Gov. Ted Strickland was part of the site tour and said he wanted Rashnikov to get a first-hand look at the advantages of the Haverhill location, which is near a coke plant operated by SunCoke Energy of Knoxville, Tenn.

“We wanted to show this company what we had to offer in terms of land, infrastructure, the mighty Ohio River, rail, highway, access to power and all the things that make the Haverhill site so potentially attractive,” Strickland said. “This is not an announcement of an agreement, it’s one step of the process that could lead to a significant announcement at some later time.”

Steve Carter, executive director of the Scioto County Economic Development office, said Rashnikov’s appearance in Scioto County is a good sign that progress is being made in the negotiations.

“I think it’s a wonderful day in southern Ohio to have the presence of an international industrialist,” Carter said. “I just get a sense from the discussions that MMK is more than highly interested in this site and working with local labor.”

One of the topics discussed in Monday’s meeting was the ability of the local labor force to build the plant.

Strickland said those concerns were addressed.

“I think there is great confidence that the area is able to supply the work force level that will be required of a project of this magnitude. Those questions have been asked and I think have been answered to the satisfacton of MMK,” Strickland said. “The agencies of state government involved will be focused like a laser on trying to make sure no roadblocks occur which could unnecessarily delay or prevent this project from happing.

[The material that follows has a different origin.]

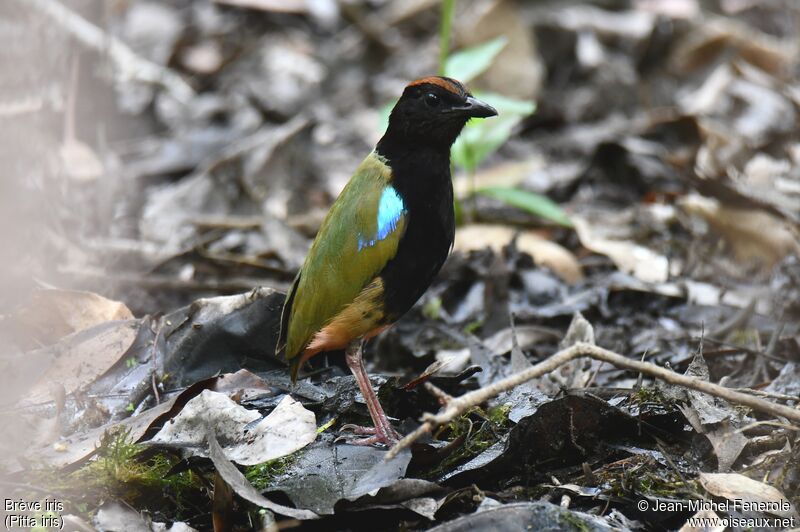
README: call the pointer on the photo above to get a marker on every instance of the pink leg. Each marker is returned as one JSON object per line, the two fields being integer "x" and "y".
{"x": 383, "y": 431}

There is a spirit of cooperation and we are hopeful, but not overly confident.”

Randy Basham, international representative of the United Steel Workers, said he hopes the company will consider a local trade group if the project comes to fruition.

“With Tri-State Building and Trades, their high-tech and skilled people want the jobs because if you’re asking for a tax abatement or tax relief from the people who live in the county here, why not consider those people (for the jobs),” Basham said. “It’s strictly up to that company if they want to do that or not. Our goal here is to get it built, get the jobs here and if we can organize them down the road, we’ll organize them.”

MMK is also considering a site in Quebec, Canada. When asked if he preferred the Ohio site, he responded, “Today, yes.”

Carter said there is reason for optimism.

“The Russians are here and that’s a good thing,” he said. “I think we’re close.”